SQLite is an *embedded database*.
This means that it is intentionally designed to be much simpler than other other database engines
in order to be *embedded* in other applications.
(Recall that SQLite [is likely the world's most widely deployed software](https://www.sqlite.org/mostdeployed.html),
and one of the reasons for this is the easy with which it can be included in other programs.)

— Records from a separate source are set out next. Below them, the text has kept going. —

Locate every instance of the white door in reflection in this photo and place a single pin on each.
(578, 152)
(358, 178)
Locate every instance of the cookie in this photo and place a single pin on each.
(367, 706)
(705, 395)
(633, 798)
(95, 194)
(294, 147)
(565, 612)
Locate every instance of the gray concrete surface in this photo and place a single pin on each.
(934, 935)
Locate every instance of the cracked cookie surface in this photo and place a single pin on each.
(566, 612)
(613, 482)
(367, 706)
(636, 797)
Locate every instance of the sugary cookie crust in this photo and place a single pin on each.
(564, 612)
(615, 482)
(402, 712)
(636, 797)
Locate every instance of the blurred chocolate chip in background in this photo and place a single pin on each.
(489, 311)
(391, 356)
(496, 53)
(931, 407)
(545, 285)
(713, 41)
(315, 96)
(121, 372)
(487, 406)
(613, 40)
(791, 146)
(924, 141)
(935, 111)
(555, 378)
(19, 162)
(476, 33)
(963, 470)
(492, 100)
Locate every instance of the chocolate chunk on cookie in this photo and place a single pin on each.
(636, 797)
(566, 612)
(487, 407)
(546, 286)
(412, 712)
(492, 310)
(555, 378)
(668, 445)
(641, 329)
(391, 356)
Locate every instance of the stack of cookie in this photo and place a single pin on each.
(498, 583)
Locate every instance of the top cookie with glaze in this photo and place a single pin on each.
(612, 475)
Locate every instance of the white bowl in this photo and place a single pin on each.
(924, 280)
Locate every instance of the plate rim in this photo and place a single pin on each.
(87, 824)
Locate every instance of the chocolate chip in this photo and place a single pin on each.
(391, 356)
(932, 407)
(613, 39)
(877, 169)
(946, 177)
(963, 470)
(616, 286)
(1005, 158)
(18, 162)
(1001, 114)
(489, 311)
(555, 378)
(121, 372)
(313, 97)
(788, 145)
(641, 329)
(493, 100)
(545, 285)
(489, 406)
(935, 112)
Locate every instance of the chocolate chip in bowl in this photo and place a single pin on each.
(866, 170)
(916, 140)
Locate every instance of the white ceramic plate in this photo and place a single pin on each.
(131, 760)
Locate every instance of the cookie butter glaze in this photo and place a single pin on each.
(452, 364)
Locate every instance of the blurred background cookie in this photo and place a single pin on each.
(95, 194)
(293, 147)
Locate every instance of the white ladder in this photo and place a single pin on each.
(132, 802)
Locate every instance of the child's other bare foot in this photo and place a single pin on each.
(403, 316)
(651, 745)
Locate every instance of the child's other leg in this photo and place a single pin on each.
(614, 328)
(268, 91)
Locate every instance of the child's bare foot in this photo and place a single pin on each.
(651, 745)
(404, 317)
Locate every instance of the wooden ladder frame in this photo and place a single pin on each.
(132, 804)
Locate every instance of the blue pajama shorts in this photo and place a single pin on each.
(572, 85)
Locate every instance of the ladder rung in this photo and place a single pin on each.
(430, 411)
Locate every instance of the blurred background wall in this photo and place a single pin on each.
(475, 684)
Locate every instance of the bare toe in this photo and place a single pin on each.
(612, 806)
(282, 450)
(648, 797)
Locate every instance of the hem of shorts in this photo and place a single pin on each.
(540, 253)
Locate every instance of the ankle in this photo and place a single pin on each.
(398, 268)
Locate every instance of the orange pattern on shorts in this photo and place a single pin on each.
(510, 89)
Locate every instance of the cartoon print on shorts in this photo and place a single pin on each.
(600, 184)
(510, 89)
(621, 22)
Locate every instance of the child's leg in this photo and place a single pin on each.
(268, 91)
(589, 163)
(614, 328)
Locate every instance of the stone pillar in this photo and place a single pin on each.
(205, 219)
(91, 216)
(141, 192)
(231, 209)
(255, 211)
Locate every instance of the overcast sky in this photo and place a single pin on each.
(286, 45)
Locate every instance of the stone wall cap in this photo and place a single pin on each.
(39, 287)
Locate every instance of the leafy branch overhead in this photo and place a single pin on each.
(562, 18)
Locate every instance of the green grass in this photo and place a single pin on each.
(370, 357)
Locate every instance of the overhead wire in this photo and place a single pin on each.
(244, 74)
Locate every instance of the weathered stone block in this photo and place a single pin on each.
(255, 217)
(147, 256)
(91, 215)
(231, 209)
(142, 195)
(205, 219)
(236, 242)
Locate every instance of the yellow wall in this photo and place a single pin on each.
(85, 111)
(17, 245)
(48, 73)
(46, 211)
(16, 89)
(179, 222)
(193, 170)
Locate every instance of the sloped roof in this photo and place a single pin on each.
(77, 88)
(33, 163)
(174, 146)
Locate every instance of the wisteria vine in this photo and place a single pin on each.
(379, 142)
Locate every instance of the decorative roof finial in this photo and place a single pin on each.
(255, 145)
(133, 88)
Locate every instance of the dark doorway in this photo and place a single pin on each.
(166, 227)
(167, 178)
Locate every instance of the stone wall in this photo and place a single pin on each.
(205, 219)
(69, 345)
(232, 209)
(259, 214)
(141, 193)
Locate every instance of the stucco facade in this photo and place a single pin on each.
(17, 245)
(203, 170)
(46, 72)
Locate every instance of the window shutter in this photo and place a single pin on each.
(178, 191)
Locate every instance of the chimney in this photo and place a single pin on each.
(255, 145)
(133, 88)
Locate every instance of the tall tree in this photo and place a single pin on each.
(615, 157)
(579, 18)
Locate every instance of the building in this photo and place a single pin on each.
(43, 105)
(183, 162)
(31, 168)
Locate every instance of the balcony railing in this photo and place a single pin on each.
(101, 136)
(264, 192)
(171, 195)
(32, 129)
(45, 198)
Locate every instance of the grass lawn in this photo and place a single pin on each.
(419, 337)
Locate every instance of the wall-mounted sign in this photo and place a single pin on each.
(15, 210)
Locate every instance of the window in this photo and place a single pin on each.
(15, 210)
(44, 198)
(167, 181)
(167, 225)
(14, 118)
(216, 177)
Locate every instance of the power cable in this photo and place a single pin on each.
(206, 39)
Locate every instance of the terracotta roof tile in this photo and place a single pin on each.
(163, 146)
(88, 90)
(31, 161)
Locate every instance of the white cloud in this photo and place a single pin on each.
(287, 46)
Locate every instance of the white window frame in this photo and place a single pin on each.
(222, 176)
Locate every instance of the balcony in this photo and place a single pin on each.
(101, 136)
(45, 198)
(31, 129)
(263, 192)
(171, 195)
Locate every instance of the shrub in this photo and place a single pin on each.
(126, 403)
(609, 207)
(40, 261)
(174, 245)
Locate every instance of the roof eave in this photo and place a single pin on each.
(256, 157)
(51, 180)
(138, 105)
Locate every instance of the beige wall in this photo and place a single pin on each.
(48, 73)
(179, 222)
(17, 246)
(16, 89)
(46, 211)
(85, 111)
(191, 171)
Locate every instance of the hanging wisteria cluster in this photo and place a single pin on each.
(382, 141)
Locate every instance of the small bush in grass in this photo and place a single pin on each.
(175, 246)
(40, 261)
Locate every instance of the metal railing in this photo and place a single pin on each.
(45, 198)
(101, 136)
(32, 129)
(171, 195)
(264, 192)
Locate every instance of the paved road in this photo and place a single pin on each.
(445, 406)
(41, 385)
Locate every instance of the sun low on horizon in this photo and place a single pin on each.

One of the ways that SQLite is intentionally simpler is that it does not include an advanced *query optimizer* that can convert SQL expressions into more efficient forms.
Other databases (like Postgres) can easily optimize both SQL queries into equally efficient forms.
We will talk about query optimization in more detail after the midterm.

We will see how and why the NOT IN query used an $O(n \log n)$ algorithm,
but the LEFT JOIN query used an $O(n^2)$ algorithm.

### One Final SQLite Oddity

Another weakness of SQLite is that it does not have full support for set operations.
The following query, for example, would be equivalent to the NOT IN and LEFT JOIN count queries above.
```
SELECT count(*)
FROM (
SELECT business_id FROM businesses
EXCEPT ALL
SELECT business_id FROM inspections
) AS t;
```
But sqlite3 does not support the `EXCEPT ALL` operator,
and so it generates an error.

## Your Final Task

Let's pretend you're a data analysis working for the city of San Francisco.
You've been tasked with finding the number of businesses who have been inspected by the health inspector and never had a violation.
As a first pass, you've written the following SQL query.
```
SELECT count(*)
FROM inspections
JOIN businesses USING (business_id)
WHERE business_id NOT IN (
SELECT business_id
FROM violations
WHERE business_id IS NOT NULL
);
```

Your idea is that:
1. the JOIN between inspections and businesses assures that you're only capturing businesses who have been inspected, and
1. the NOT IN clause ensures that the business has not had any violations.

Unfortunately, the query above is wrong.
The query above returns the number 2183,
but the correct number is 854.
(Due to errors in the way the data was entered,
it's also possible to have a correct SQL query that returns 860.
If your query returns either number, it will get full credit.)

Your task is to debug and fix the query above.

Copy/paste the fixed query into sakai to receive credit for the lab.